# What are the steps to function design?

So I'm trying to write a program, and I want to use math functions to help it. In this example, I'm trying to change the color of a line based on the position of each pixel on the line.

Anyway, I wanted to make a function with certain aspects, and I have no idea how to go about doing it. For this function, I wanted it to have:

1. A global maximum at (0, 1)
2. A horizontal asymptote on the x axis
3. Symmetric over the y axis
4. And for it to dip below the x axis before approaching the asymptote

Just thinking about it, I figured I needed a couple things, like it should be something like x^4, since it has 3 extremes, and it probably needs to be a rational function since it has an asymptote. But I don't know how to go any further than that, without guessing and checking to an extreme (I tried that, it didn't work out well). I just wanted to know what sorts of things people do to design a function. I figure you start with picking the type of function (polynomial, logistic, exponential, etc.) and there will be different steps for each, but I don't really know what to do past that.

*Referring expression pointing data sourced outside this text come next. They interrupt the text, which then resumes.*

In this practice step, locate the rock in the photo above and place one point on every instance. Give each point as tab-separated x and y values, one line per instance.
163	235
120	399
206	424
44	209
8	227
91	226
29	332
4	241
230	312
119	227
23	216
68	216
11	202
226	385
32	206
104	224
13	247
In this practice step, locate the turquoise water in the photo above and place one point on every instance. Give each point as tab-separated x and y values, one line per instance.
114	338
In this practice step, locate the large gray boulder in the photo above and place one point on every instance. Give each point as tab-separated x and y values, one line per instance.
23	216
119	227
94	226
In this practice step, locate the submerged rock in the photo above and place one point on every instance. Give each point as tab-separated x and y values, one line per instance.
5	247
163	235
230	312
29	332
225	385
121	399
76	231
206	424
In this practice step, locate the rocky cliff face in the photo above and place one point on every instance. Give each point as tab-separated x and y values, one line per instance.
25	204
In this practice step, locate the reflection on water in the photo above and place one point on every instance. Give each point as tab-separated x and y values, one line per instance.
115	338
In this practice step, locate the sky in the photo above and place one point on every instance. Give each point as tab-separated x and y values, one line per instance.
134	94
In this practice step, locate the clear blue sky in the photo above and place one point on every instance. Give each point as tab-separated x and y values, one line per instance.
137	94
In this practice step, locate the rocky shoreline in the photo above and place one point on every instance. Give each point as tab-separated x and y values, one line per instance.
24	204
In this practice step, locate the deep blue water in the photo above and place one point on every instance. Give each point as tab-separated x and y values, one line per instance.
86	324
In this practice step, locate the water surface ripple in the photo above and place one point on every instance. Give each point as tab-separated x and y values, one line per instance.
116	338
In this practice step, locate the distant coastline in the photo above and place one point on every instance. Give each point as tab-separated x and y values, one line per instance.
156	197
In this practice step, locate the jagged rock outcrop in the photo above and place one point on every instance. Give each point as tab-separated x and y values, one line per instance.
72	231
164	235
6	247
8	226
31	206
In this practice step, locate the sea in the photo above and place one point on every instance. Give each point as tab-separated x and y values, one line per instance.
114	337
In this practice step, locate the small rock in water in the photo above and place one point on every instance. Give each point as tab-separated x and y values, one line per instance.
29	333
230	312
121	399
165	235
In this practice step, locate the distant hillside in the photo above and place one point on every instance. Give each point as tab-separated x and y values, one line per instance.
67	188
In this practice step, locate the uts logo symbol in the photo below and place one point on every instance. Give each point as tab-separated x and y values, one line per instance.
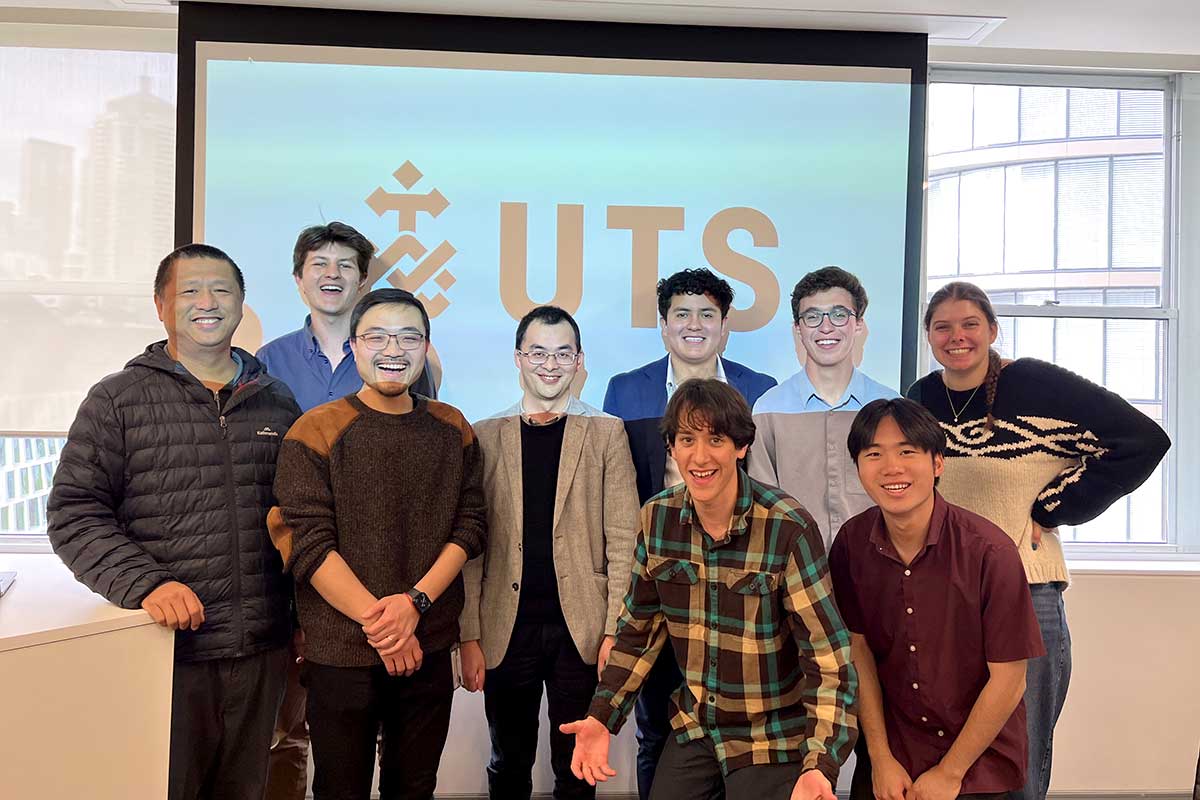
426	264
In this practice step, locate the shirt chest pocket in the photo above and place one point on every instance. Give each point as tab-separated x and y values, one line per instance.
676	581
751	596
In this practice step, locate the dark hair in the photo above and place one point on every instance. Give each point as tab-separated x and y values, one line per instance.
916	422
699	281
335	233
828	277
708	404
971	293
162	277
383	298
547	316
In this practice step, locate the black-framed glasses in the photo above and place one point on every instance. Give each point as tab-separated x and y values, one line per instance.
839	316
538	358
378	341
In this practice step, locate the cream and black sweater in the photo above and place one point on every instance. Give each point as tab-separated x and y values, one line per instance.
1060	452
388	492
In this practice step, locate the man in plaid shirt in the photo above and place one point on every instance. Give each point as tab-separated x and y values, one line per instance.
732	573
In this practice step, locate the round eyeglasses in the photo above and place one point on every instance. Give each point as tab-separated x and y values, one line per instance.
538	358
379	341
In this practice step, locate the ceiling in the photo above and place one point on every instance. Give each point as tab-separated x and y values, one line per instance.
1159	31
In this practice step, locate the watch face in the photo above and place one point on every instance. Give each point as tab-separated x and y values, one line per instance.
421	601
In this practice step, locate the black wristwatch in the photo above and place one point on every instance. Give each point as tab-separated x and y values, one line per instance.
420	600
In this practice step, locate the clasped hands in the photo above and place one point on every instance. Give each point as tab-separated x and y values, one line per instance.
390	626
891	781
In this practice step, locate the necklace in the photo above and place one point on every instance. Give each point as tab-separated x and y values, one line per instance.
959	411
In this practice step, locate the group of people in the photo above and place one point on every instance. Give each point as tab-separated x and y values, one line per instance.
768	577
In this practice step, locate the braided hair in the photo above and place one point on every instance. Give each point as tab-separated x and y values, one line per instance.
971	293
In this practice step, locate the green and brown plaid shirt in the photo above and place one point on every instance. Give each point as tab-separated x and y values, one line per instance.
755	629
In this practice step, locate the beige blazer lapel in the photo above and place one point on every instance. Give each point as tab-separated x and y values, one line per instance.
569	459
510	443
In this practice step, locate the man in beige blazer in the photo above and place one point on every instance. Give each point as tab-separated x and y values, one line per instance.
543	601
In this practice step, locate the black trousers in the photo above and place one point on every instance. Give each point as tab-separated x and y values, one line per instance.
222	714
653	713
693	771
347	707
539	654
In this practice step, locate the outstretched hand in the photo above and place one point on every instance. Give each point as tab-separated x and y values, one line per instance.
589	762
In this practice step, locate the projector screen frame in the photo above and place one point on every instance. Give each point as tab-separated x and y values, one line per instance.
210	22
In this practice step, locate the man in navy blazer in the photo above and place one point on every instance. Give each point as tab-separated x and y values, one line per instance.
694	307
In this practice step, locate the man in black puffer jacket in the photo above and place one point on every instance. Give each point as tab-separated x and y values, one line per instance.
160	501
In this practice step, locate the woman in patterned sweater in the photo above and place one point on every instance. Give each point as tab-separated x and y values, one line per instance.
1031	446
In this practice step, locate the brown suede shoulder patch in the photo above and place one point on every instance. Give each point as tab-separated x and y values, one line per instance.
449	415
319	428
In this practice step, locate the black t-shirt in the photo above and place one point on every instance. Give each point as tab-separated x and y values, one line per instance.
540	449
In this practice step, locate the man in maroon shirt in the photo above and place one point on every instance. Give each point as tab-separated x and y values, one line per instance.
941	621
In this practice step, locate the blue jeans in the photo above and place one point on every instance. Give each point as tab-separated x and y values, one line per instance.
1045	685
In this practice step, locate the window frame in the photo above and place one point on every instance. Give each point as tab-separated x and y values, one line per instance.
1180	542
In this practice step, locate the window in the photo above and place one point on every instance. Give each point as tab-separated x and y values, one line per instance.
1050	193
85	158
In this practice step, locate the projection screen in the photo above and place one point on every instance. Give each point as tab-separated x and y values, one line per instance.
493	181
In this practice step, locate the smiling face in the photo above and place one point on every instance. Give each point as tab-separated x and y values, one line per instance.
199	305
694	328
550	380
708	463
959	336
391	370
897	474
330	281
828	344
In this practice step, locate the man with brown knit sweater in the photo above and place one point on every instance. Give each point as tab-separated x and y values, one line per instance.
381	505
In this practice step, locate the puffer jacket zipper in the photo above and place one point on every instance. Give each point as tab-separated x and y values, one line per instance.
232	497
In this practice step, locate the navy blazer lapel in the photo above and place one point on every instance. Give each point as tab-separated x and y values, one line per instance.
655	374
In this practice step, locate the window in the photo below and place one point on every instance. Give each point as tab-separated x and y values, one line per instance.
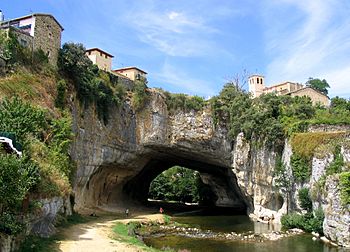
23	42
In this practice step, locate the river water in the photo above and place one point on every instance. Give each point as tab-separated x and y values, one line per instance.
238	224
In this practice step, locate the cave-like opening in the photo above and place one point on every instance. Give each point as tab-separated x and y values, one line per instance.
223	189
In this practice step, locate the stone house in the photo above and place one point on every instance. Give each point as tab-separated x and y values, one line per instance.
132	73
257	87
101	58
37	31
316	96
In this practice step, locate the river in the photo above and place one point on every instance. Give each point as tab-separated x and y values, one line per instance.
238	224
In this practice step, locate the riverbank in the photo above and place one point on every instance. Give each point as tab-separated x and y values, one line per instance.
98	234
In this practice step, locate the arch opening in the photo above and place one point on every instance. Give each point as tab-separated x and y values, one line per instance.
121	185
224	190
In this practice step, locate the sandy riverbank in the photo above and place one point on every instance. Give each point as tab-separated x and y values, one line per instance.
97	234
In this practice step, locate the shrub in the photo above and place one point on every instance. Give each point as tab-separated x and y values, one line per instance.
184	102
338	162
282	180
304	199
140	94
345	187
301	168
310	222
9	223
21	118
61	94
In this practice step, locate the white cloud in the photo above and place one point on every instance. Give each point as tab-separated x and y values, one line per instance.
312	42
175	33
179	78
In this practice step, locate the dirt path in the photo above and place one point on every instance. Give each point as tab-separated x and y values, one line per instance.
96	236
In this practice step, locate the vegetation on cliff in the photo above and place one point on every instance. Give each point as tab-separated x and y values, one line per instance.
44	168
178	184
28	115
92	85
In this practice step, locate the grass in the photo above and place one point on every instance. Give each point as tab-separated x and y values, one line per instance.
38	89
126	234
305	144
34	243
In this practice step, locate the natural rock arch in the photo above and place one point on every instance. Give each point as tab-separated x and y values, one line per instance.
116	162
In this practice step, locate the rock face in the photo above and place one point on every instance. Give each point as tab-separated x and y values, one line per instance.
40	223
117	162
43	224
336	225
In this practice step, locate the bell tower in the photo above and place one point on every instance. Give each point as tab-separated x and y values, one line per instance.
256	85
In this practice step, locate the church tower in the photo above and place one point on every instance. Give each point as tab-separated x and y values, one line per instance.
256	85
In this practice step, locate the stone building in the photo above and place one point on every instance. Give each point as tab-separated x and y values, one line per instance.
101	58
316	96
132	73
257	87
37	31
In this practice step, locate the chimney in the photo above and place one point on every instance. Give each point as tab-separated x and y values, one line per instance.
1	16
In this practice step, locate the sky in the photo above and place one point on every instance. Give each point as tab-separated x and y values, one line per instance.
196	46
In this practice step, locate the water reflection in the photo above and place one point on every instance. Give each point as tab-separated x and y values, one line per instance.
238	224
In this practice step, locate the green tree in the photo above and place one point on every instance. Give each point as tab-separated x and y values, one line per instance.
21	118
320	85
140	95
176	184
73	62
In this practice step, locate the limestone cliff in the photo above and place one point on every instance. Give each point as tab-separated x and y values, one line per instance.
117	162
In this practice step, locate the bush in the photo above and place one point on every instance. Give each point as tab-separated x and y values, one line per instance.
338	162
9	224
301	168
61	94
304	199
21	118
345	188
184	102
310	222
140	94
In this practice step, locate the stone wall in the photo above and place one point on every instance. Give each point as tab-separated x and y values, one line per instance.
110	156
47	36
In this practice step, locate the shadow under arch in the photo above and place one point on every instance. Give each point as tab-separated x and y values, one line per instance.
222	181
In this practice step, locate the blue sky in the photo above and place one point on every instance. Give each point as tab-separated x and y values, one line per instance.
195	46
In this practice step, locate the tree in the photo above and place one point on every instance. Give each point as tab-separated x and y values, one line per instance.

• First of all, what do want the domain and range of your function to be? It sounds like you want a function from the plane $\mathbb{R}^2$ (or maybe 3-space,$\mathbb{R}^3$) to the reals $\mathbb{R}$. Is that right? – Rob Arthan Apr 11 '15 at 23:47
Assuming you've had a little calculus, you could start by describing the derivative. If you want the function to have a global max at $x=0$, then $f^{\prime}(x)=x \cdot g(x)$, so that when you plug in $x=0$ you get $0$ in the derivative (the $g(x)$ is just short-hand for "something else in addition"). To make it symmetric about the $y$-axis, just make sure you have an even function. If you want a horizontal asymptote, then you cannot simply have a polynomial. You could have a fraction of polynomials (if the largest power in the denominator is bigger than the largest power on top, you'll have horizontal asymptotes being the $x$-axis). Making sure it dips below the axis is trickier, but one way you could do it is to have local minima at $x=\pm 1$. To do this add $(x-1)(x+1)$ into the derivative. When you integrate, you'll get a constant of integration. To make sure that you hit $(0, 1)$ you can multiply your function by a constant to adjust heights (this works provided that, before adjusting, the $y$-value isn't 0).
All that said, one example that comes to mind (is not quite what I described above), but try $f(x)=\frac{\cos(x)}{x^2+1}$. At $x=0$ you hit $y=1$, the function is even--so it is symmetric. And it bounces above and below the $x$-axis but has $y=0$ as a horizontal asymptote.